Hi, thank you for your excellent work! I would like to migrate this work to the Transformer model that solves the related combinatorial optimization problem ex: the traveling salesman problem. Since this type of problem does not involve operations such as pooling, DWC, Bias, etc., I have the following questions:

  1. Are there other design methods for Agent_tokens? As mentioned in the article, "set to a set of learnable parameters" can be used? But I don't quite understand how this approach should be designed in code.
  2. Is it similar to a plug-and-play module to integrate Agent Attention into other Transformers? But it seems to be somewhat difficult due to different tensor dimensions.

I would be extremely grateful for any advice you could provide, and thank you so much for sharing such great work!

tian-qing001 commented 6 months ago

Hi @AlfieDiCaprio, thank you for your interest in our work.

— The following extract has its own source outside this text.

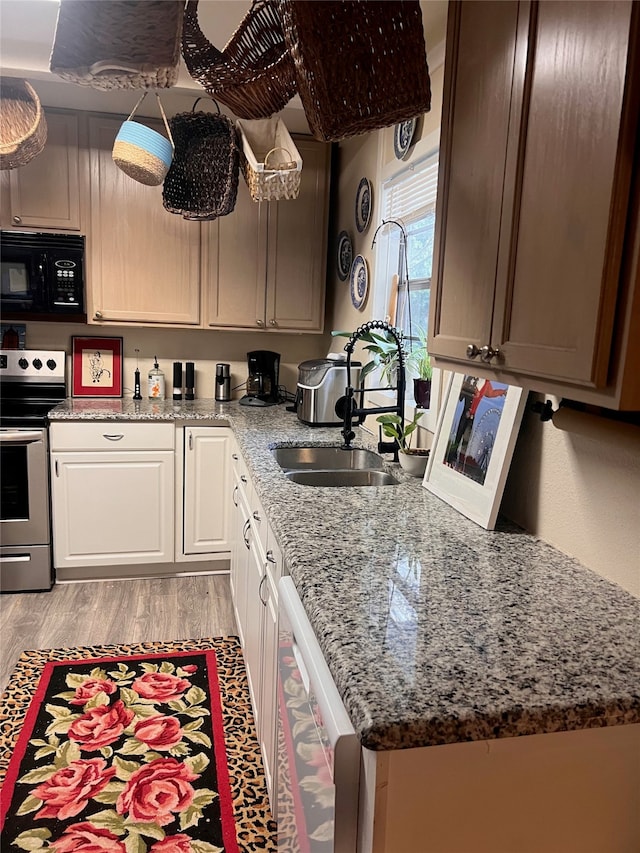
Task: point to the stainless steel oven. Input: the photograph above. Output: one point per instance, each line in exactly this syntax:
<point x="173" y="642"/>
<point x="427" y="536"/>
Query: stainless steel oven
<point x="31" y="384"/>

  1. There are many ways to obtain agent tokens. The core idea is downsmapling all N tokens to n agent tokens. To set agent tokens as a set of learnable parameters, you can refer to the following code:

    def __init__(self, dim, window_size, num_heads, qkv_bias=True, qk_scale=None, attn_drop=0., proj_drop=0.,
                 shift_size=0, agent_num=49, **kwargs):
    
        ... ...
    
        self.agent_tokens = nn.Parameter(torch.zeros(1, num_heads, agent_num, head_dim))
        trunc_normal_(self.agent_tokens , std=.02)
    
    def forward(self, x, mask=None):
        b, n, c = x.shape
        h = int(n ** 0.5)
        w = int(n ** 0.5)
        num_heads = self.num_heads
        head_dim = c // num_heads
        qkv = self.qkv(x).reshape(b, n, 3, c).permute(2, 0, 1, 3)
        q, k, v = qkv[0], qkv[1], qkv[2]  # make torchscript happy (cannot use tensor as tuple)
        # q, k, v: b, n, c
    
        q = q.reshape(b, n, num_heads, head_dim).permute(0, 2, 1, 3)
        k = k.reshape(b, n, num_heads, head_dim).permute(0, 2, 1, 3)
        v = v.reshape(b, n, num_heads, head_dim).permute(0, 2, 1, 3)
        agent_tokens = agent_tokens.repeat(b,1, 1, 1)
    
        ... ...
    
        return x

    Please note that the code is incomplete.

  2. Agent Attention is a plug-and-play module and can be applied to various Transformer models using appropriate agent token designs.

AlfieDiCaprio commented 6 months ago

Thank you for your time and I'm grateful for your reply!